By Megan Johnson
Senior year. The finale of a teen’s high school career. Some feel it is the last time they will ever been seen as a teenager and the first time they will be seen as an adult. However, for some teens involved in theatre, their “finale” is very literal.
Theatre seniors experienced such a finale last weekend in “Pride and Prejudice.” Within this show, some of the seniors had major roles. Other cast members like sophomore Ashley Denny said seniors displayed leadership in playing their roles.
“They’re very helpful, dedicated and hard working actors,” she said.

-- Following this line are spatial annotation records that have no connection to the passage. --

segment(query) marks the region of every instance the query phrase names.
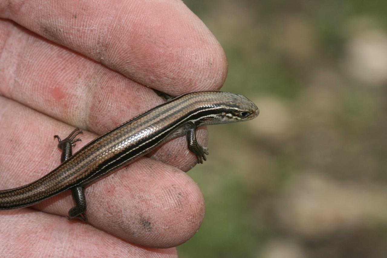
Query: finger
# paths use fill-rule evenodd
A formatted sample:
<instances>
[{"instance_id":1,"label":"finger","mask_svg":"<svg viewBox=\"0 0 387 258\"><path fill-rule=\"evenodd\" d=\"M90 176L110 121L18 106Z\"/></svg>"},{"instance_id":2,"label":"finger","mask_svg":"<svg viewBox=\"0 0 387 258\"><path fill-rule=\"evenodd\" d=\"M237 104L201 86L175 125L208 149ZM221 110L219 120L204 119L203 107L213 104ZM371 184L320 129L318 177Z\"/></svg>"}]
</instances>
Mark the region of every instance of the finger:
<instances>
[{"instance_id":1,"label":"finger","mask_svg":"<svg viewBox=\"0 0 387 258\"><path fill-rule=\"evenodd\" d=\"M65 136L73 128L3 98L0 107L1 189L30 183L57 166L60 152L52 136ZM74 150L94 137L85 132ZM147 158L96 182L86 192L90 223L146 246L168 248L186 241L204 215L202 196L189 177ZM65 216L73 205L70 193L65 193L35 207Z\"/></svg>"},{"instance_id":2,"label":"finger","mask_svg":"<svg viewBox=\"0 0 387 258\"><path fill-rule=\"evenodd\" d=\"M3 257L176 257L175 248L132 244L84 223L29 209L2 211L0 252Z\"/></svg>"},{"instance_id":3,"label":"finger","mask_svg":"<svg viewBox=\"0 0 387 258\"><path fill-rule=\"evenodd\" d=\"M163 102L150 89L9 21L0 21L0 32L7 42L0 94L58 120L101 134ZM173 142L158 159L186 171L195 158L183 138Z\"/></svg>"},{"instance_id":4,"label":"finger","mask_svg":"<svg viewBox=\"0 0 387 258\"><path fill-rule=\"evenodd\" d=\"M0 10L0 17L170 94L218 89L225 78L221 47L180 1L14 1Z\"/></svg>"}]
</instances>

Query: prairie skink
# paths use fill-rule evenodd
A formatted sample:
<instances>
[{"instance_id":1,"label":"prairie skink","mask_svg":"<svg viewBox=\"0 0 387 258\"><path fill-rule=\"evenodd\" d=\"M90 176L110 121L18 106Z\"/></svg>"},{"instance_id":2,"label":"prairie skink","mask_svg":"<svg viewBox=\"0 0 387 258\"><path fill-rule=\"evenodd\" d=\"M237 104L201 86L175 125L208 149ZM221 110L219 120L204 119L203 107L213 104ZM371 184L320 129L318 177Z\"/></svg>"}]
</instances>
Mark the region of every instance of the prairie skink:
<instances>
[{"instance_id":1,"label":"prairie skink","mask_svg":"<svg viewBox=\"0 0 387 258\"><path fill-rule=\"evenodd\" d=\"M189 150L198 163L206 160L207 149L196 140L201 126L252 119L259 110L245 97L221 91L187 93L173 98L132 118L92 141L72 155L80 140L77 129L63 141L62 163L30 184L0 191L0 210L26 207L68 189L76 204L68 218L87 220L84 187L175 138L186 135Z\"/></svg>"}]
</instances>

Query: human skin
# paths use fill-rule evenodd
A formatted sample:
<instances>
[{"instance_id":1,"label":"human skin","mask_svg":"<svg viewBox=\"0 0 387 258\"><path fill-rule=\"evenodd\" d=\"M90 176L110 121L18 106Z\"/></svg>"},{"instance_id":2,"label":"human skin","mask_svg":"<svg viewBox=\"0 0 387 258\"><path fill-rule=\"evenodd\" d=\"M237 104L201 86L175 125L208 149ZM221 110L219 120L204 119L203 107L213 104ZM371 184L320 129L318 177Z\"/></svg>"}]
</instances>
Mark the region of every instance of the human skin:
<instances>
[{"instance_id":1,"label":"human skin","mask_svg":"<svg viewBox=\"0 0 387 258\"><path fill-rule=\"evenodd\" d=\"M226 73L219 43L180 1L0 2L0 189L57 167L54 135L82 129L76 151L162 103L149 88L217 90ZM205 129L197 135L206 145ZM184 172L196 160L180 138L91 185L87 223L65 218L70 191L1 211L0 253L176 256L204 215Z\"/></svg>"}]
</instances>

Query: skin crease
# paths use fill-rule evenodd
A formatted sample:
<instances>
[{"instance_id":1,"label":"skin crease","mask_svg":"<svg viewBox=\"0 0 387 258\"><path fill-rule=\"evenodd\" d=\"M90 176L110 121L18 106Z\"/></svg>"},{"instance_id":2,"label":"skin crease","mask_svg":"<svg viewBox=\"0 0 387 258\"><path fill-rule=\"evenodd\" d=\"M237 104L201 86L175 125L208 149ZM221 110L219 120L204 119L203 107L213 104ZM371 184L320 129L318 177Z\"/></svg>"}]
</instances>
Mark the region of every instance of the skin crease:
<instances>
[{"instance_id":1,"label":"skin crease","mask_svg":"<svg viewBox=\"0 0 387 258\"><path fill-rule=\"evenodd\" d=\"M0 189L59 164L53 135L81 128L75 151L162 103L144 85L177 95L218 89L226 77L221 47L181 1L62 3L0 2ZM205 129L197 134L206 145ZM87 188L88 224L62 217L74 203L68 191L2 211L0 253L175 256L157 248L187 241L204 215L183 172L196 158L184 138L148 156Z\"/></svg>"}]
</instances>

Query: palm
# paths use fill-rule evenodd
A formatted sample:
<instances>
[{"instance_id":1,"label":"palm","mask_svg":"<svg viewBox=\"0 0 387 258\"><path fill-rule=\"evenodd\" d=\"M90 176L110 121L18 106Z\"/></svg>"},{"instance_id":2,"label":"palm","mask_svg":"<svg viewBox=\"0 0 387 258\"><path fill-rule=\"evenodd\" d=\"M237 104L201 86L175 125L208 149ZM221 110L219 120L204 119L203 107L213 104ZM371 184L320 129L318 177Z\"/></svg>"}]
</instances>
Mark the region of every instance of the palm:
<instances>
[{"instance_id":1,"label":"palm","mask_svg":"<svg viewBox=\"0 0 387 258\"><path fill-rule=\"evenodd\" d=\"M161 103L143 85L177 95L216 89L224 79L221 48L181 3L34 2L0 3L0 189L57 166L53 135L83 129L76 151L96 136L85 129L101 134ZM174 167L187 170L195 157L184 139L152 155L157 161L143 158L87 188L89 224L61 217L73 204L68 192L34 210L1 211L2 253L173 255L130 243L175 246L196 232L202 197Z\"/></svg>"}]
</instances>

Denny said that senior Savannah Wormley taught her how to work hard during performances, but also enjoy herself.
Wormley shared that theatre has not always been her main priority. However, over the years it has become a major part of her life.
“Theatre is what got me to come out of my shell. I’m not exactly shy, but theatre really takes away inhibitions, you become very outgoing,” said Wormley.
Sophomore Henry Miller said his inspiration comes from not only one actor, but two: seniors Clay Gulley and Collin Jackson.
“They have taught me that theater is tough because you have a lot of competition, but a lot of people want you to succeed,” said Miller.
Jackson explained that theatre has always been a part of his life.
“I feel like it’s just a part of me. I don’t experience what I feel on stage anywhere else. I just can’t not do it,” he said.
Miller shared that he sees both of these actors as very talented and wishes to succeed as they have.
Theatre director Robbie Steiner said Gulley stood out amongst his peers as a true leader.
“He’s the thespian president and a great example of somebody who works very hard. He’s humble, he cares for his peers and makes effort to be a good role model,” said Steiner.
Steiner shared that Gulley has matured since his freshman year and has become a hard-working, poised young man.
Gulley shared that this maturity has mainly blossomed within the past year.
“The fact that I’m almost 18 and about to graduate has really given me perspective on things. To accept that you’re growing up requires some maturity, and I think some of that maturity has transcended into my performances,” said Gulley.
With all four years of experience and growth in theatre, Gulley leaves with high hopes for the up and coming leaders.
“I believe that anyone who is true to their passions, is hardworking and above all, truly respectful of others has the potential to truly be a wonderful leader. Theatre is a fire within the performer and only he can keep it ablaze.”